Audience: People with disabilities

To learn more, call (800) 659-6428 or visit http://www.projectaction.org.


Related Resources

Accessibility Guidelines
Download a PDF of the Accessibility Guidelines at http://www.wbdg.org/ccb/ASTAND/ada_aba.pdf

ADA Accessibility Guidelines for Transportation Vehicles
These are the minimum guidelines and requirements for accessibility standards to be issued by the Department of Transportation in 49 CFR part 37 for transportation vehicles required to be accessible by the Americans with Disabilities Act.

To learn more, visit http://www.fta.dot.gov/civilrights/12325_3884.html.
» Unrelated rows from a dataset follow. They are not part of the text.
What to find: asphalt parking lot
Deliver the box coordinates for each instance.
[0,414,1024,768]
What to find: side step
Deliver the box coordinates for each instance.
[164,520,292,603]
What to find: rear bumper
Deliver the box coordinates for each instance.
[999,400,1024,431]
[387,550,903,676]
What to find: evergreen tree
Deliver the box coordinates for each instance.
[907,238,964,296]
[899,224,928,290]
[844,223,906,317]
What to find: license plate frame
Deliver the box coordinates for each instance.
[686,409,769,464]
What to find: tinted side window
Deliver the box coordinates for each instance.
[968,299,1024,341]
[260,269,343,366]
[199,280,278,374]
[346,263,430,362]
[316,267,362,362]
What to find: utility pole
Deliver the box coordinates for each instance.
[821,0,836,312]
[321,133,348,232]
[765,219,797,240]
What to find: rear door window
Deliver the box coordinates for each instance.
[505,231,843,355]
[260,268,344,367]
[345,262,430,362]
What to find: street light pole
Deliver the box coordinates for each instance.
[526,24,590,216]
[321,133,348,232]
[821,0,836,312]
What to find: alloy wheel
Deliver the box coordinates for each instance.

Removing Barriers to Health Care: A Guide for Health Professionals
This booklet, developed by the North Carolina Office on Disability and Health and the Center for Universal Design at N.C. State University, walks the health care provider through the process of making a medical facility physically accessible. It is complete with specific ADA requirements, picture illustrations and some helpful tips on creating accessible environments and services.